Furthermore, we see that the respective ARCs of the two users X and Y who provided ABs for A also have verifiable reports, CBs and AB from other users such as Z. As all submitted ARCs show indications of social activity, it serves as significant evidence to support the notion that they were composed by different honest users rather than a single dishonest one. For reasons of simplicity, the example just described features only a few verification credentials.

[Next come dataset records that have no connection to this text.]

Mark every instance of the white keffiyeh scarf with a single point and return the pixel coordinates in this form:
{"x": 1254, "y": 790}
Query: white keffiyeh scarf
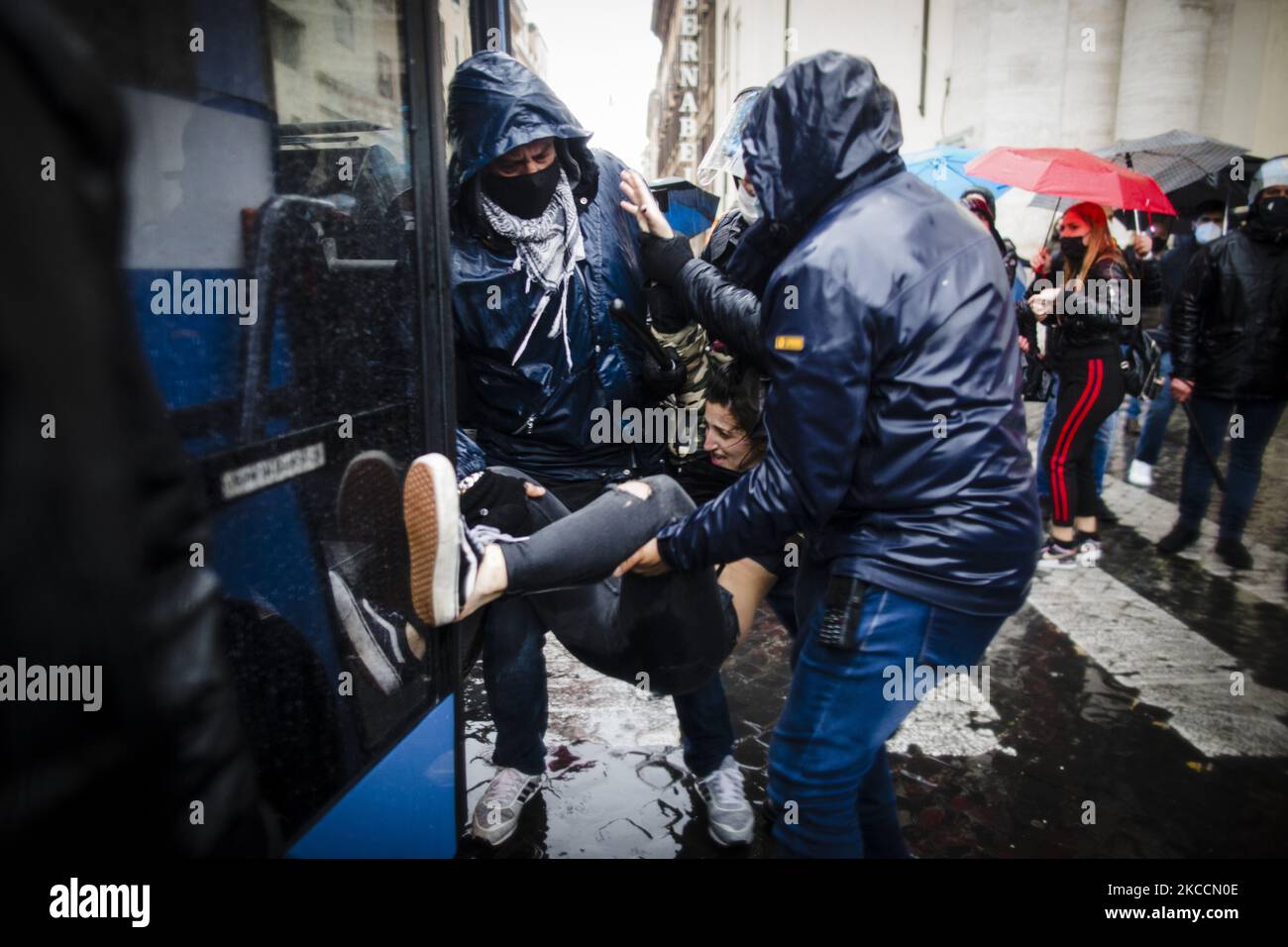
{"x": 549, "y": 248}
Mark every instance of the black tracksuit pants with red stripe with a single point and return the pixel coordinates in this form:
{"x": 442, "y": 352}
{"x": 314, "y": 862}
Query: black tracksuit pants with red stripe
{"x": 1091, "y": 388}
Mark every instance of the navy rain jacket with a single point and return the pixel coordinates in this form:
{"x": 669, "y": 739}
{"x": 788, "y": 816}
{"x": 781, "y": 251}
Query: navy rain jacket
{"x": 896, "y": 425}
{"x": 536, "y": 415}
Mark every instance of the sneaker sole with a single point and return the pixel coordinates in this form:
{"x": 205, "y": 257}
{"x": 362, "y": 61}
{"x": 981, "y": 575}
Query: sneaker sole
{"x": 1048, "y": 565}
{"x": 432, "y": 515}
{"x": 726, "y": 843}
{"x": 481, "y": 834}
{"x": 372, "y": 655}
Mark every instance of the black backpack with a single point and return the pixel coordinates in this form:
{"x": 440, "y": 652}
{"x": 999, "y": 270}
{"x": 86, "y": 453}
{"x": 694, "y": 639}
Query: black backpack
{"x": 1141, "y": 359}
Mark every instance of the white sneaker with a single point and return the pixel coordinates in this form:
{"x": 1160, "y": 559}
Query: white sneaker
{"x": 1140, "y": 474}
{"x": 1090, "y": 553}
{"x": 497, "y": 813}
{"x": 443, "y": 562}
{"x": 729, "y": 815}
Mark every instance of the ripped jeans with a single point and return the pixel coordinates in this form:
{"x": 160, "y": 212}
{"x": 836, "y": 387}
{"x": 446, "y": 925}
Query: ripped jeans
{"x": 677, "y": 629}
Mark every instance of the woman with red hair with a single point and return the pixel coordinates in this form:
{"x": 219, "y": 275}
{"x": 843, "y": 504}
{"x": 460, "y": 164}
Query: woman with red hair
{"x": 1083, "y": 313}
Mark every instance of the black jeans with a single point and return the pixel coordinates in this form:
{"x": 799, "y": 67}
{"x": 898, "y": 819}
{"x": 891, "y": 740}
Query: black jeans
{"x": 1091, "y": 388}
{"x": 590, "y": 621}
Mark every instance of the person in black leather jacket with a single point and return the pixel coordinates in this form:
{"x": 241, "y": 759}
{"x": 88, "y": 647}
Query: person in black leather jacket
{"x": 1229, "y": 357}
{"x": 99, "y": 513}
{"x": 1087, "y": 305}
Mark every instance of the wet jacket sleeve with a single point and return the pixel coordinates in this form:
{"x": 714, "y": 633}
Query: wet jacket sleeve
{"x": 818, "y": 375}
{"x": 1197, "y": 295}
{"x": 725, "y": 309}
{"x": 469, "y": 457}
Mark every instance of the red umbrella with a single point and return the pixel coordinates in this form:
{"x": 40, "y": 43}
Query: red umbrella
{"x": 1074, "y": 174}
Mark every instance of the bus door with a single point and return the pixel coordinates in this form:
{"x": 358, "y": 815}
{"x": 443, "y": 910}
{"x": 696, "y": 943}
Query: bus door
{"x": 286, "y": 262}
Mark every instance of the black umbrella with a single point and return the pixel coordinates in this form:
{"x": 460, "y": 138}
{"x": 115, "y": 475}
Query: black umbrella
{"x": 1175, "y": 159}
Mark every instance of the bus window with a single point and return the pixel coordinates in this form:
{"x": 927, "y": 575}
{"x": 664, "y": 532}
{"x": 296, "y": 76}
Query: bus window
{"x": 270, "y": 262}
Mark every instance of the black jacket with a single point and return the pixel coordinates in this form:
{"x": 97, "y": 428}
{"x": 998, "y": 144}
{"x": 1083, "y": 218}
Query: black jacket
{"x": 887, "y": 325}
{"x": 729, "y": 312}
{"x": 98, "y": 519}
{"x": 1094, "y": 316}
{"x": 1231, "y": 324}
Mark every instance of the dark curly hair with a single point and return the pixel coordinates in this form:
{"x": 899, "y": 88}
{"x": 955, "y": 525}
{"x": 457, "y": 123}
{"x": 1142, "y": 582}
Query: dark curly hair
{"x": 739, "y": 389}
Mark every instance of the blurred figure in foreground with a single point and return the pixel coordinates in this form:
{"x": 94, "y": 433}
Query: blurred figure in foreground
{"x": 98, "y": 513}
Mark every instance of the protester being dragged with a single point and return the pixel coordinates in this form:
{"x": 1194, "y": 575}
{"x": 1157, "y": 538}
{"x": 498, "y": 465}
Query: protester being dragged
{"x": 921, "y": 543}
{"x": 1229, "y": 356}
{"x": 540, "y": 252}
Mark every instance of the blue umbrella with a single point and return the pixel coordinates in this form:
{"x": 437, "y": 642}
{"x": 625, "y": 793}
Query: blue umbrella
{"x": 687, "y": 208}
{"x": 944, "y": 169}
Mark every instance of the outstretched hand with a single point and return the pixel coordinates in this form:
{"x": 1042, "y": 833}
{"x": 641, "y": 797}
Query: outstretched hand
{"x": 640, "y": 202}
{"x": 645, "y": 561}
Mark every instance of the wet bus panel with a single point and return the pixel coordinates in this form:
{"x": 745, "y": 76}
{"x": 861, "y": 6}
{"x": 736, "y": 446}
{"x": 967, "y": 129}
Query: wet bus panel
{"x": 271, "y": 263}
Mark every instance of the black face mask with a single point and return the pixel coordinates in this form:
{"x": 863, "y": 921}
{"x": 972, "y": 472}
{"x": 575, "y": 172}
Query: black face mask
{"x": 1073, "y": 250}
{"x": 524, "y": 195}
{"x": 1273, "y": 213}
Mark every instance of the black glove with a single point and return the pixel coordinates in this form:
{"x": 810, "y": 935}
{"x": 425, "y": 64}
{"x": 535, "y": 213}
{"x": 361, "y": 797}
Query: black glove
{"x": 497, "y": 500}
{"x": 668, "y": 315}
{"x": 664, "y": 260}
{"x": 664, "y": 380}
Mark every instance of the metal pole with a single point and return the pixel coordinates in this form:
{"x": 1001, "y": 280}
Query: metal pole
{"x": 1203, "y": 445}
{"x": 489, "y": 26}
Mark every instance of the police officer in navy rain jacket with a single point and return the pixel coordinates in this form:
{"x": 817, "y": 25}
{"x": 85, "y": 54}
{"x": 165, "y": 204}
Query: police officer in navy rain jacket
{"x": 896, "y": 440}
{"x": 540, "y": 250}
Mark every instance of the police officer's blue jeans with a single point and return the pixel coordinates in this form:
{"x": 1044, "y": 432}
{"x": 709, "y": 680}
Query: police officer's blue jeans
{"x": 829, "y": 787}
{"x": 1243, "y": 474}
{"x": 1099, "y": 458}
{"x": 514, "y": 674}
{"x": 1154, "y": 427}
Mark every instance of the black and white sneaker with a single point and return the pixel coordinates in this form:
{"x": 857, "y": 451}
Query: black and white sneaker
{"x": 1056, "y": 556}
{"x": 443, "y": 561}
{"x": 375, "y": 633}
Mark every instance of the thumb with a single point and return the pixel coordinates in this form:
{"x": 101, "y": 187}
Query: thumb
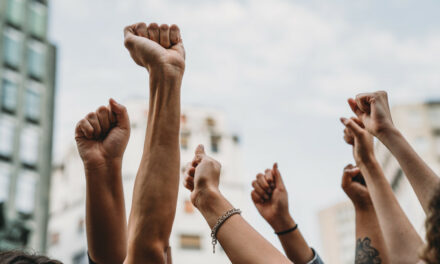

However, in a more realistic scenario, the users would likely have multiple credentials which would solidify their verification.

5.3. Protocol Description

The system comprises of three sub-protocols which correspond to the three stages of the system’s operation (1) Report Form Collection, (2) AD Collection and (3) Ad Report Submission that were mentioned in Section 4.1. The sub-protocols run sequentially and are detailed in the following sections.

5.3.1. Report Form Collection Sub-Protocol

The Report Form Collection sub-protocol that is depicted in Figure 10 is run when the user needs to acquire a new Report Form.
  • The user calculates a pair of asymmetric keys U E K and U D K . The encryption key U E K is composed into an RF-Request and the decrypton key U D K is temporarily stored.
  • The RF-Request is encrypted with the Broker’s public key B P u K and sent to one of the Ad-Dealers, either directly or via an Agent.
  • Upon receiving the RF-Request, the Ad-Dealer forwards it to the Broker.
  • The Broker decrypts the RF-Request with his private key B P r K and obtains the user’s encryption key U E K . The Broker then creates an entry in the SC-Board with a new ARC-ID and the identity of the issuing Ad-Dealer and afterwards computes a pair of keys sk and vk. The Verification Key vk is stored securely while the Signing Key sk and the ARC-ID are composed into a Request Form RF.
  • The RF is first encrypted with the U E K which was provided by the user and then is returned to the issuing Ad-Dealer who filed the request.
  • The issuing Ad-Dealer verifies his identity on the SC-Board by providing this signature.
  • The Ad-Dealer forwards the RF to the user either directly or via the same Agent who delivered the original RF-Request.
  • The user receives the encrypted RF and decrypts it with his U D K in order to obtain the ARC-ID and vk.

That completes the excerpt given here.